Brunelleschi took test subjects to the place in front of the real baptistery from which it was portrayed in the painting, and asked them to view the scene by holding the back side of the painting up to their faces and peering with one eye through the hole. Now, Brunelleschi, standing just so, raised a mirror up in front of his guinea pig, so that it blocked her view of the real baptistery, reflecting instead his painted version of it back toward her. Everyone was amazed to find that the painted scene was almost indistinguishable from the real one. The burnished silver sky of the painting was the pièce de résistance: the doubled reflection revealed a view of the real sky, so that the painting too appeared to have an animated heavens, complete with clouds drifting past and birds flying about.

Brunelleschi’s painting of the Baptistery of San Giovanni has long since been lost; it was reported to be in the hands of the Medici family as late as the 1490s, but it disappears from the record after that point. Lacking proof in the form of a physical artifact, some scholars have questioned whether the demonstration I’ve just described ever really took place at all. Yet there was such a buzz around Brunelleschi and perspective in Florence by the 1420s that one simply has to assume that there was some good, obvious reason for it. Almost every time Brunelleschi’s name was mentioned in Florence over a span of some fifteen years, it was prefixed by his new title of “master of perspective.” His modern biographer Paul Robert Walker is just as fulsome as his contemporaries were:

Not a single authenticated drawing in Filippo’s hand has survived, and yet the mark of that hand can be found in every realistic painting since the third decade of the Quattrocento [the fifteenth century]. It is no exaggeration to say that without Brunelleschi’s formulation of perspective, there would have been no Renaissance in painting at the time and place that it occurred. And there would have been no painting Renaissance at all until someone else discovered what Filippo discovered.

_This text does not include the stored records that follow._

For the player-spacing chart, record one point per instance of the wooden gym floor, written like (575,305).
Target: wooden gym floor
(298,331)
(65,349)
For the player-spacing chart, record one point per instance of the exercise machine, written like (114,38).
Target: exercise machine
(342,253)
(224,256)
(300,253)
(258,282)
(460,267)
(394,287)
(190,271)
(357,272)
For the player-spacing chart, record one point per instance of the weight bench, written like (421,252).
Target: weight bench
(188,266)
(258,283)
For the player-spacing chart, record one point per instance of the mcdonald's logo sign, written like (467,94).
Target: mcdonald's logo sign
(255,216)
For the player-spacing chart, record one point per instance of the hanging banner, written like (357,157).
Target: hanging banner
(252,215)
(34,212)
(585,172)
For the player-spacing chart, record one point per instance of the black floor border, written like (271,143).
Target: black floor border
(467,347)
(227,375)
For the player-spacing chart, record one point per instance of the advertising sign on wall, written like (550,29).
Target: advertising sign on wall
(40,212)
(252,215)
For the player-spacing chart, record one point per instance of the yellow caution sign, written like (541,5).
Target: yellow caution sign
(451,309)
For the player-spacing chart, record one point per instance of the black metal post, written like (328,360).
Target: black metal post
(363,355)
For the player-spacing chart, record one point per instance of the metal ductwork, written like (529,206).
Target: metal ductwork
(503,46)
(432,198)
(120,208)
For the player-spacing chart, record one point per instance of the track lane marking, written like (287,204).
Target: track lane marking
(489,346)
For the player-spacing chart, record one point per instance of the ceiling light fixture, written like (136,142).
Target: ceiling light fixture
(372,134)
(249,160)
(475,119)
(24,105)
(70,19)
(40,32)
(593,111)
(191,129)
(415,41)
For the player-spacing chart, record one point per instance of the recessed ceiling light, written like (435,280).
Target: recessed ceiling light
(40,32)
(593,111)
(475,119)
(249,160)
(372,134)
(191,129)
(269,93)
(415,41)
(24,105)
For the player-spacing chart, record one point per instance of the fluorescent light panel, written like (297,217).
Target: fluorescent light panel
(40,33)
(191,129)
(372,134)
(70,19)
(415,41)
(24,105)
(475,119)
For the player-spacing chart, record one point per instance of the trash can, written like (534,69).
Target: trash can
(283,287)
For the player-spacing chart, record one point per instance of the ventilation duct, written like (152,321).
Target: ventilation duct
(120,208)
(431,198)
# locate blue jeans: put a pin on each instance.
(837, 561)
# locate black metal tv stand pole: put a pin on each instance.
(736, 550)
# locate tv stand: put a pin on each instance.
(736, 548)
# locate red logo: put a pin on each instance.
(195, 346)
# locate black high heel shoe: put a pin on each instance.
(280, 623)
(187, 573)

The irony in this is, Walker hastens to add, that “he was never a painter professionally, and he never wanted to be a painter.”

For, as previously mentioned, Brunelleschi was primarily a sculptor and, most famously of all, an architect. Far from being an obstacle, it may very well have been his habit of working in those intrinsically three-dimensional disciplines that allowed him to think differently from the painters of his day. He left it to a friend named Leon Battista Alberti to publish a rigorous description of his new technique for painting in a 1435 treatise entitled simply On Painting, which became, as Paul Robert Walker puts it, “the fundamental text of Renaissance art.”

Even in the time of Brunelleschi and Alberti, it was recognized that one-point perspective has its limitations, being best suited for depicting relatively symmetrical scenes. Messier, more complex scenes require more complex techniques to bring off. And such techniques would be invented in due course; the German painter Albrecht Dürer would start to experiment with two-point perspective already by 1525. Still, it was Brunelleschi and Alberti who opened the floodgates, transforming the art of painting forever with the new sense of possibilities they introduced. Luckily, the Renaissance artists of Florence were obsessed with harmony and proportion anyway, leaving them with a natural proclivity to paint scenes that were perfect for the prescriptions of one-point perspective.

The Florentine painter Masaccio, who lived only from 1401 to 1428, may have been the first to attempt to apply one-point perspective to finished works of art. His Trinity, completed the year before his death, clearly shows Brunelleschi’s influence, even if, lacking access to Alberti’s as yet unwritten treatise, the artist didn’t manage to get the proportions exactly right. (Public Domain)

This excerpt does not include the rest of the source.